Lo cierto es que la lawfare –la judicialización de la política mediante la triple alianza entre un sector del poder judicial, los medios más concentrados y los servicios de inteligencia– no pasa en Argentina por su mejor momento. Su desplome comenzó en febrero de este año con el arresto del espía polimorfo Marcelo D’Alessio por la extorsión al empresario Pedro Etchebest en base a la amenaza de ser “empapelado” por el fiscal federal Carlos Stornelli en la causa “Cuadernos”, instruida por el juez Claudio Bonadío.

Dicho sea de paso, ahora acaba de saltar a la luz que Etchebest tenía sus teléfonos intervenidos por Bonadío desde 2016, en el marco de una denuncia por la que jamás fue citado a declarar. Una embarazosa rareza.

En paralelo, otra catástrofe: el soplón VIP de la causa del “Dinero K”, Leonardo Fariña, se presentó en Comodoro Py para oficializar su renuncia al Programa de Protección de Testigos para no seguir bajo la órbita del Estado en vísperas al cambio de gobierno. Un paso al costado que el ministro Garavano lamenta más que nadie, habida cuenta de su rol personal en acordar con el ex marido de Karina Jelinek la letra de su testimonio para incriminar a CFK en el lavado de dinero, tal como denunció ante el juez federal Alejo Ramos Padilla su ex abogada, Giselle Robles.

Es notable como en todas las imposturas procesales contra funcionarios kirchnerista se cruzan los mismos personajes. 

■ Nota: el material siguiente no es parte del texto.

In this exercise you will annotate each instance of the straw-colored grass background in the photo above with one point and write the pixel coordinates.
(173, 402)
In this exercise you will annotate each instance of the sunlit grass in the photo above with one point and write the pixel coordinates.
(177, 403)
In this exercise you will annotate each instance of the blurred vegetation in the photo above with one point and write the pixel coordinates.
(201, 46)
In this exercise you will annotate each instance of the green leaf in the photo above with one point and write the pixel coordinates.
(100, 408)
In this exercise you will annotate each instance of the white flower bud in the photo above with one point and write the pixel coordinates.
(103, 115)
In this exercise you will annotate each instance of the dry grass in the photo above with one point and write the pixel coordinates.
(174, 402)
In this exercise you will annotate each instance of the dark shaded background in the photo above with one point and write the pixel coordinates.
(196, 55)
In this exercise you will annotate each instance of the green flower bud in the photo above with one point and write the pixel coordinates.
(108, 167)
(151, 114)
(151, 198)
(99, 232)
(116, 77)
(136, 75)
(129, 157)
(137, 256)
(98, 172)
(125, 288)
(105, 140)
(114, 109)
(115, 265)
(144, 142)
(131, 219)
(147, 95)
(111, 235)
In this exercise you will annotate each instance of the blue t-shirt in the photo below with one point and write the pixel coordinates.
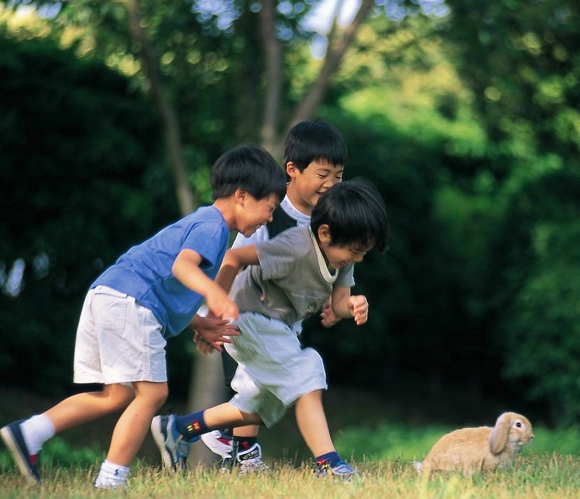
(144, 272)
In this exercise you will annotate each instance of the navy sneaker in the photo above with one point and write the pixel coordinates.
(173, 446)
(341, 470)
(27, 463)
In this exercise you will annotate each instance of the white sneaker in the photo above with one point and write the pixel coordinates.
(250, 461)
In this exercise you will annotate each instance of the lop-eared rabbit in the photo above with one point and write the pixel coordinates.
(471, 450)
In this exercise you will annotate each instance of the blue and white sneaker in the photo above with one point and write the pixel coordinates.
(219, 443)
(173, 446)
(341, 470)
(27, 463)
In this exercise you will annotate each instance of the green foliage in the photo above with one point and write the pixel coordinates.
(80, 184)
(540, 324)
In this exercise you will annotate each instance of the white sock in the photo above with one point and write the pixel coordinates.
(36, 430)
(112, 475)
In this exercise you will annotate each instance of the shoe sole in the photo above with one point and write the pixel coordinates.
(14, 449)
(159, 438)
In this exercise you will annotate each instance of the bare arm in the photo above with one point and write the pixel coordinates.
(344, 305)
(186, 270)
(235, 260)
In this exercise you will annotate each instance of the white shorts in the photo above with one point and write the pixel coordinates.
(273, 369)
(118, 341)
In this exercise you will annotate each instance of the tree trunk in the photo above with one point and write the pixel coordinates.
(338, 43)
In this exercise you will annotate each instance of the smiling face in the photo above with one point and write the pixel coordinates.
(306, 187)
(253, 212)
(339, 256)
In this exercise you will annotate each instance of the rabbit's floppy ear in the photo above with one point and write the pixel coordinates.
(499, 434)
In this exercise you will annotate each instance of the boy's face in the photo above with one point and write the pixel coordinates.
(339, 256)
(255, 213)
(306, 187)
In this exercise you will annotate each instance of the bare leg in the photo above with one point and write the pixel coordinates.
(312, 424)
(86, 407)
(227, 416)
(134, 423)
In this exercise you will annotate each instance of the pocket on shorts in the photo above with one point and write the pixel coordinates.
(106, 290)
(109, 308)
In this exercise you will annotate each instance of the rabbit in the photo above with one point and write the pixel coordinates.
(472, 450)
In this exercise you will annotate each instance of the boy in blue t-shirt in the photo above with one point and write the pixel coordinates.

Por caso, la doctora Balbín y su hijo, Santiago. Ellos, tras la negativa de Baez en colaborar, lograron engañar a sus hijos convirtiéndose por un tiempo en sus abogados con la falsa promesa de beneficiar al empresario. Pero ambos también están manchados por su lazo con el perito David Cohen, procesado por su informe falso en la causa del Gas Licuado (Roberto Baratta, uno de los acusados, recibía comunicaciones telefónicas de Cohen efectuadas desde el estudio Balbín-Viola). Y no menos comprometedor fue el papel de Viola en el invento de la reunión secreta entre el juez federal Sebastián Casanello y CFK, una dramaturgia en la que también intervino Miragaya.

Éste es un viejo pájaro de cuentas. Siendo un oscuro fiscal bendecido por el menemismo, desembarcó en la AFI en junio de 2016 patrocinado por la señora Majdalani. Su cargo era el de jefe de la Dirección de Inteligencia sobre Delincuencia Económica y Financiera. En su breve paso por el organismo negoció la entrega en Paraguay del Rey de la Efedrina, Ibar Pérez Corradi, y no fue ajeno a la “opereta” que temporalmente desplazó con una imputación falsa al entonces titular de la Aduana, Juan José Gómez Centurión, además de direccionar las antojadizas denuncias de la ya fallecida Natacha Jaitt durante una inolvidable emisión del ciclo de Mirtha Legrand, entre otras trapisondas. 

Macri supo decir alguna vez que había puesto al traficante de futbolistas Gustavo Arribas al mando de la AFI porque era “el más vivo” de sus amigos. 

A su vez, la elección de Majdalani –una mujer con estudios incompletos de Relaciones Públicas en una universidad privada, cuya única experiencia en el rubro del espionaje fue haber integrado como diputada la Comisión Bicameral de Actividades de Inteligencia– fue sugerida por el inefable Daniel Angelici. Lástima que en ese momento no hubo quien le dijera al Presidente que con tales personajes nada podía salir bien.